Sky Gilbert. Sad Old Faggot: A Novel. ECW Press. $19.95, 176 pp., ISBN: 9781770413108

A Review of Sky Gilbert's Sad Old Faggot: A Novel

Review by Dana Hansen

The autobiographical novel – a telling of an author’s lived experiences through the use of fictive devices – is by no means a new genre. Its roots may be traced back to the 19th century and to the work of a number of canonical writers. More recently, though, in our highly self-referential (That’s so meta!) era, authors such as Karl Ove Knausgaard and Elena Ferrante have thrived by turning to this genre to narrate the tragicomic real within the forgiving harbour of fiction. Done well, such self-parody in an imagined work of literature may in fact reveal much more than facts found in memoir. The reader is challenged to consider the notion of truth in art and the question of whether or not it is ever possible - or even desirable – to represent a life unembellished.

Inspired by the idea of writing a better "reality novel" than the likes of Sheila Heti, Sky Gilbert, celebrated playwright, director, novelist, and poet, tries his hand at the autobiographical novel with Sad Old Faggot, his seventh work of fiction. Absent of any sort of conventional plot, this novel is really a collection of Gilbert’s impressions at 62 years of age of his sexual proclivities and personal shortcomings.

Having written Ejaculations from the Charm Factory (2000), a memoir that Gilbert claims ironically “is the furthest thing from the truth in some ways,” his intention with his latest novel is to “tell the truth about Sky Gilbert. The whole truth and nothing but the truth.” The reader is skeptical of this assertion, especially when Gilbert goes on to say that he will not discuss details concerning certain people out of his love for them. So, maybe we’re not going to get the whole truth. “You’ll just have to accept that,” he says, “Or at least accept the fact that I’m telling you the truth.”

But accept it we do not, because Gilbert undermines his promise of a faithful narrative over and over again, and that is part of the charm of this strange, prurient, and frequently hilarious book that straddles, no pun intended, the banalities of the everyday (relationship woes, self-doubt and loathing, insatiable desire) and the theatrics of farce. A self-proclaimed “really sad, lonely, old faggot,” he insists that his loneliness and lack of friends are attributable to his selfish need of attention and an audience for his brilliance: “I’m essentially a performer, not a real human being.”

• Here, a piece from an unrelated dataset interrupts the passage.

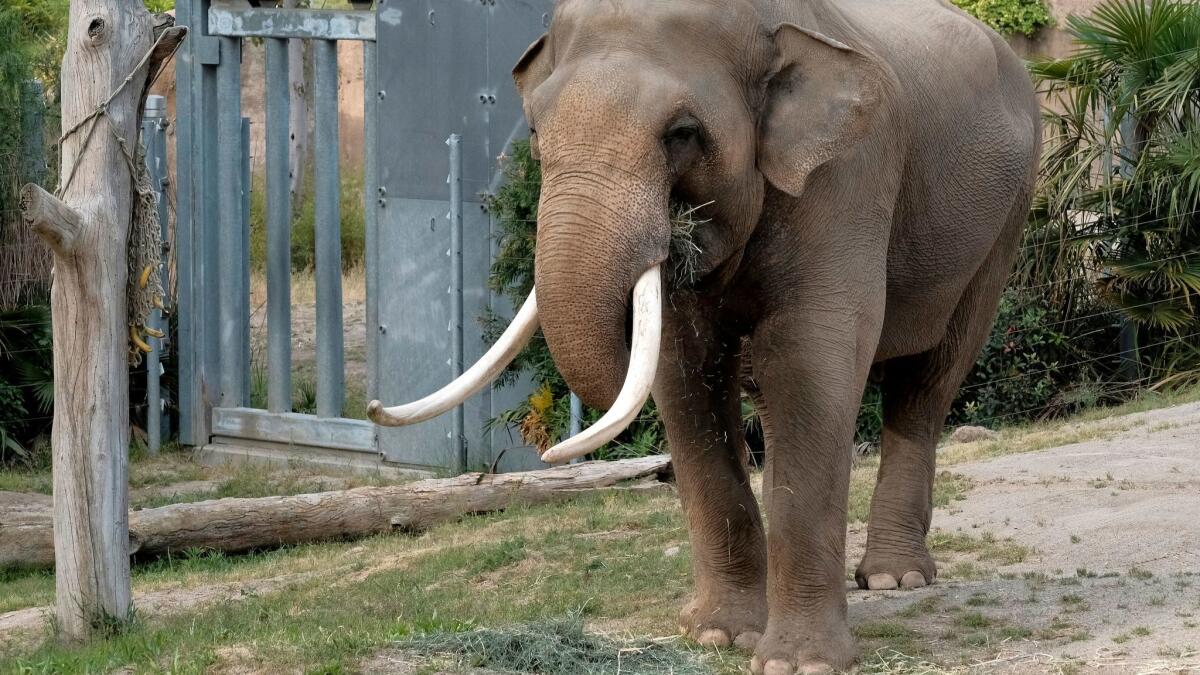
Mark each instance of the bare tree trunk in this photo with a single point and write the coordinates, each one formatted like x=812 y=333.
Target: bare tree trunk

It’s not difficult to believe that the fictional Gilbert struggles to keep friends; his focus really is entirely on himself and much of Sad Old Faggot reads as the self-indulgent broodings of a narcissist. With chapter titles like “What It’s Like to Be Sky Gilbert,” “My Dick,” “My Ass,” and “All the Wrongs That Have Been Done to Me,” the navel-gazing overwhelms any hope of broader themes or perspectives. But that’s not the point here. The point is to go with it, to follow Gilbert’s lead down the rabbit hole, to be titillated and bewildered, fascinated and appalled.

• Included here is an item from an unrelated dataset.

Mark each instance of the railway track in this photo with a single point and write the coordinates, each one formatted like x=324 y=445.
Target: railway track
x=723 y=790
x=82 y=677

Eventually, through a lengthy chapter describing Gilbert’s comical attempt to discover what he hopes to be the truth about his paternity, the novel comes to what seems to be the crux of the matter (or maybe not): “The truth is that in lots of ways I don’t feel like the child of my parents or even a child of this world because I am such a freak and I don’t fit in.” The intense need for Gilbert to feel a sense of belonging – in a family, with a partner, with friends, in his creative work, in his own skin – pervades this noteworthy novel and is the element of Sad Old Faggot that rings most profoundly true.